Context: Use this when a content inventory needs visible quarantine decisions before cleanup, rewriting, archiving, or retirement.

Source: Use the selected document, meeting notes, spreadsheet, email thread, SharePoint file, or pasted notes as the only source.

Expectations:
- Work with these fields: asset, link, audience, owner, quarantine reason, learner risk, decision needed, review date, final status.
- Mark uncertain items as "Needs confirmation".
- Do not add facts that are not in the source.
- Separate known facts, assumptions, missing information, risks, and next actions.
- Summarize the top review questions for the team.

Output:
1. Quarantine decision table
2. Known facts
3. Assumptions
4. Missing information
5. Likely duplicate or stale assets
6. Risks to verify
7. Recommended next action

The artifact carries more of the operating logic.

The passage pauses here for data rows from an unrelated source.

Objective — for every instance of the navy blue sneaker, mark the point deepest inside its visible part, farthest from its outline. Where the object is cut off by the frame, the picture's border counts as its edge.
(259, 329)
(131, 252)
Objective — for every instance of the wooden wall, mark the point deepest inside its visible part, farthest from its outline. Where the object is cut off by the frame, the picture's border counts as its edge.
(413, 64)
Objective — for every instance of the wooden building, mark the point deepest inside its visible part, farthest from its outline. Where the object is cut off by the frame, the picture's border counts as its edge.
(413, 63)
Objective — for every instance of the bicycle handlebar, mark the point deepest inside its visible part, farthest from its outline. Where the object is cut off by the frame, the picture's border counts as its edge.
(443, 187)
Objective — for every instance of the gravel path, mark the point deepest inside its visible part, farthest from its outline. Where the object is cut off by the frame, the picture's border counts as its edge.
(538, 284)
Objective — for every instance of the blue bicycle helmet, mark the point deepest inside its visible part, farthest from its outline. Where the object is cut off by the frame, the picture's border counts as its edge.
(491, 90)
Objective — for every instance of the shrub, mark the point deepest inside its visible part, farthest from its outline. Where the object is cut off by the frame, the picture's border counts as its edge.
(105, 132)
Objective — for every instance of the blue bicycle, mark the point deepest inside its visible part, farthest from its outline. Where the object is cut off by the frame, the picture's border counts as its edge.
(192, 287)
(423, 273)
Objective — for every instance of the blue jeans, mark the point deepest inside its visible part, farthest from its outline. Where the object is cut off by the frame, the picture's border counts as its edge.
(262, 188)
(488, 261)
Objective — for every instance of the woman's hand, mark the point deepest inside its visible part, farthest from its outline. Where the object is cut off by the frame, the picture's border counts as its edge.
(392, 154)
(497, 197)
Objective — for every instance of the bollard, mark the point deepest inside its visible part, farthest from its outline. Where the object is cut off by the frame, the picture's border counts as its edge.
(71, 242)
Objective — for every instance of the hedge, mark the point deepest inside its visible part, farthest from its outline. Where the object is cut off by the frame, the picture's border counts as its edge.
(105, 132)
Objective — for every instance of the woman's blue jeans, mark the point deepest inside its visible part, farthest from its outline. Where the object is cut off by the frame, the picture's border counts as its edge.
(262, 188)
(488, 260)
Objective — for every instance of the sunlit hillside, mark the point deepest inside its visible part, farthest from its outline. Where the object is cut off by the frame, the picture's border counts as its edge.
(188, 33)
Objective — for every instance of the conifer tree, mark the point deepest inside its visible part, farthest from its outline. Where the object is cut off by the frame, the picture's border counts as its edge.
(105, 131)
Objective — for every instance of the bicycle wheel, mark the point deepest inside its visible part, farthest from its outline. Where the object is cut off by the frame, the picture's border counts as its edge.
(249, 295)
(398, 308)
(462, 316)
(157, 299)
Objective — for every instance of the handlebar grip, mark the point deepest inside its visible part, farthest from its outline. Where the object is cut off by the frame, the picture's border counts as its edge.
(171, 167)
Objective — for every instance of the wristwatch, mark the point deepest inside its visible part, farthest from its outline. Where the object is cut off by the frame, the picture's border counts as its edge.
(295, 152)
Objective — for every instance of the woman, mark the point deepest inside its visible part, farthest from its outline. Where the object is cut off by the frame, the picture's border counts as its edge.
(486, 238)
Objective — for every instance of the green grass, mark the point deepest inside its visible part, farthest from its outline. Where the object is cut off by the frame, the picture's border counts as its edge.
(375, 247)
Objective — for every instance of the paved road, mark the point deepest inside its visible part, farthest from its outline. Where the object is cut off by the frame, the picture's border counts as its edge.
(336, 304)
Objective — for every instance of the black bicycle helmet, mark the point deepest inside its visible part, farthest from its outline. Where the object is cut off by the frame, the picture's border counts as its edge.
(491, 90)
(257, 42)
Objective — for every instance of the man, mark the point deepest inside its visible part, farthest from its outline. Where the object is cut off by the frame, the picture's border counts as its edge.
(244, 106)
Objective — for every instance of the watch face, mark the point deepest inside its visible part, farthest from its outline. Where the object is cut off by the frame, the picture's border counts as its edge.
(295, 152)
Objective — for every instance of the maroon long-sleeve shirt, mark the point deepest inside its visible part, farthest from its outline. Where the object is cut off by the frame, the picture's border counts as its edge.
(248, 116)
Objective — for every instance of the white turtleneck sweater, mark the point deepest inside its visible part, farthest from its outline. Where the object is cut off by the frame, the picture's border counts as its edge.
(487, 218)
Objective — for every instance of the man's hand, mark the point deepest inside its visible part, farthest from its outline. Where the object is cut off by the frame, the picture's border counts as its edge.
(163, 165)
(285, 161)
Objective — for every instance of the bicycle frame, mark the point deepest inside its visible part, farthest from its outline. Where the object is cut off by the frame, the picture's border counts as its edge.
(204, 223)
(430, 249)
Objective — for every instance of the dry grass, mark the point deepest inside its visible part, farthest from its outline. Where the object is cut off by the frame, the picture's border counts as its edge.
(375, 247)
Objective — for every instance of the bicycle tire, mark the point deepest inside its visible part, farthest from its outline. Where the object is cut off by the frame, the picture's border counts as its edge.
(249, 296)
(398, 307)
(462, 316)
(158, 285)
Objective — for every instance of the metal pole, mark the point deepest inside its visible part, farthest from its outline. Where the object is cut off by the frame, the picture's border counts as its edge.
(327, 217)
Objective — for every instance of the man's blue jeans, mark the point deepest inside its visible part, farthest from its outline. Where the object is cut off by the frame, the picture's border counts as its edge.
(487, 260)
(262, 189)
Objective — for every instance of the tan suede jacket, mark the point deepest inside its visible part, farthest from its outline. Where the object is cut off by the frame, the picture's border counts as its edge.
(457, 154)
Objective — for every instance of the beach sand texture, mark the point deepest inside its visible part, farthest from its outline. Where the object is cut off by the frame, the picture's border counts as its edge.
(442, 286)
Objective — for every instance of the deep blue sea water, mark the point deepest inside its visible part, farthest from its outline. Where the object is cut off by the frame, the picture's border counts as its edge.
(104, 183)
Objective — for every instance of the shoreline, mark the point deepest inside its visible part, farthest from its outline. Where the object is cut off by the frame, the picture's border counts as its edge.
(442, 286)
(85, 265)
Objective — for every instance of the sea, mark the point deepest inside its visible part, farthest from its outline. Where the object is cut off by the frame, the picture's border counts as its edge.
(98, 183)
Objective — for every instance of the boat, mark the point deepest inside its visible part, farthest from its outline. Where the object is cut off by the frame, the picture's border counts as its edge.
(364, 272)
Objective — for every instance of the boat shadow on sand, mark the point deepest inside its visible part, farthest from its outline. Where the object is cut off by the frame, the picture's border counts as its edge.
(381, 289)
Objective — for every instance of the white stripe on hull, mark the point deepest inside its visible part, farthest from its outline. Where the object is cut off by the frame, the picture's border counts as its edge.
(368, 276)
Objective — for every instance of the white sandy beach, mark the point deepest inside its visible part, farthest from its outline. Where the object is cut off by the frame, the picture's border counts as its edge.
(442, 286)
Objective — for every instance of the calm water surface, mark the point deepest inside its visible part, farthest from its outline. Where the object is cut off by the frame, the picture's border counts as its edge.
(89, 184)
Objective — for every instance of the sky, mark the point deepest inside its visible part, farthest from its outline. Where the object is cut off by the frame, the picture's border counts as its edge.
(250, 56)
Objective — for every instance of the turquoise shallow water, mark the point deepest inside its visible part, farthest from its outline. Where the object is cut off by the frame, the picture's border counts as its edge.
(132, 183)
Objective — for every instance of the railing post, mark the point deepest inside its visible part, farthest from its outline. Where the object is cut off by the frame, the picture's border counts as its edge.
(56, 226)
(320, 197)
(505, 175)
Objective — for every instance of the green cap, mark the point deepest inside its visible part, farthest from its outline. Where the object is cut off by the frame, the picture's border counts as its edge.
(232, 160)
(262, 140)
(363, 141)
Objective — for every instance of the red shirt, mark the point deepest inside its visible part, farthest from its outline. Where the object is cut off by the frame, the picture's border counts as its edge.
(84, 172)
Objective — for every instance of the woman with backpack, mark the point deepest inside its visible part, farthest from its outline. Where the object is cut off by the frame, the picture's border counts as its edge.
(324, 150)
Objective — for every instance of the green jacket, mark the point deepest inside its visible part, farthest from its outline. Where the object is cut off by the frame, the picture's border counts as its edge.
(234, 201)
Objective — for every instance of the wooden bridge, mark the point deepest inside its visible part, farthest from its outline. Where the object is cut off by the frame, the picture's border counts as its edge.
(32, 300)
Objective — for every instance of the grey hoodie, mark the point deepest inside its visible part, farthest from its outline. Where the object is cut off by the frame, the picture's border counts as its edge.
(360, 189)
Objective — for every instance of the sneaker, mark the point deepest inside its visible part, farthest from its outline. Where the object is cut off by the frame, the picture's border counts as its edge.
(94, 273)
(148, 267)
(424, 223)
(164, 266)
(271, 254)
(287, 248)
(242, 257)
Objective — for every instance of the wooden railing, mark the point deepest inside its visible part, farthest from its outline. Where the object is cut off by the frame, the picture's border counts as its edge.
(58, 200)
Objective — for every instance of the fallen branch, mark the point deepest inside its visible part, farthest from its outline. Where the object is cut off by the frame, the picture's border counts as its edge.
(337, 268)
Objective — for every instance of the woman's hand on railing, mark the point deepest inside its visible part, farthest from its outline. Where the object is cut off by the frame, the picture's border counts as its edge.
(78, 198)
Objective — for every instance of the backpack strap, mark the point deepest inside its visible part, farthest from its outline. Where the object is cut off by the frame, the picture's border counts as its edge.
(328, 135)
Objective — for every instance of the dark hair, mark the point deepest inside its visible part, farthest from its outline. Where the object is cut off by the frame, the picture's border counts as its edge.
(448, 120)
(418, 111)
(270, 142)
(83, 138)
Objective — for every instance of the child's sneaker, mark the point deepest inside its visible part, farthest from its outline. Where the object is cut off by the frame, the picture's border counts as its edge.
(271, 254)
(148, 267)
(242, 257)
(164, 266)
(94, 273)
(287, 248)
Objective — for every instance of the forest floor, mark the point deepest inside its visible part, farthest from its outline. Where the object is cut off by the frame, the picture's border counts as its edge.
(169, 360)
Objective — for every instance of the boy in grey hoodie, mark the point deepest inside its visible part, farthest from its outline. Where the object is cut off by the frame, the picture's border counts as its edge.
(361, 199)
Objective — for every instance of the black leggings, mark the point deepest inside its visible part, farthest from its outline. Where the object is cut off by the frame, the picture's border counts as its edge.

The team stops letting questionable content look equally trusted and starts managing content status as an operational decision.

What changes when the work becomes clearer.

Use this as a pattern. The exact wording will change, but the move is the same: name the audience, workflow, owner, evidence, or decision more clearly.

Before
Old content is still searchable because nobody wants to delete it.

The list tells the team where the asset lives, but not whether learners should trust it or who can decide what happens next.

After
Questionable content moves into quarantine with a named decision.

The table names the asset, quarantine reason, learner risk, owner, decision needed, review date, and final status so content can leave the gray zone.

The artifact starts carrying more of the operating logic.

  • The team can protect learners without pretending the cleanup is finished.
  • Unowned content becomes visible enough to escalate.
  • Retirement decisions get documented instead of repeated.
  • The cleanup becomes a rhythm, not a rescue project.

Try it before you rebuild the whole system.

Quarantine ten assets only. If the team argues about ownership or risk, that is the system problem to fix before doing a full inventory.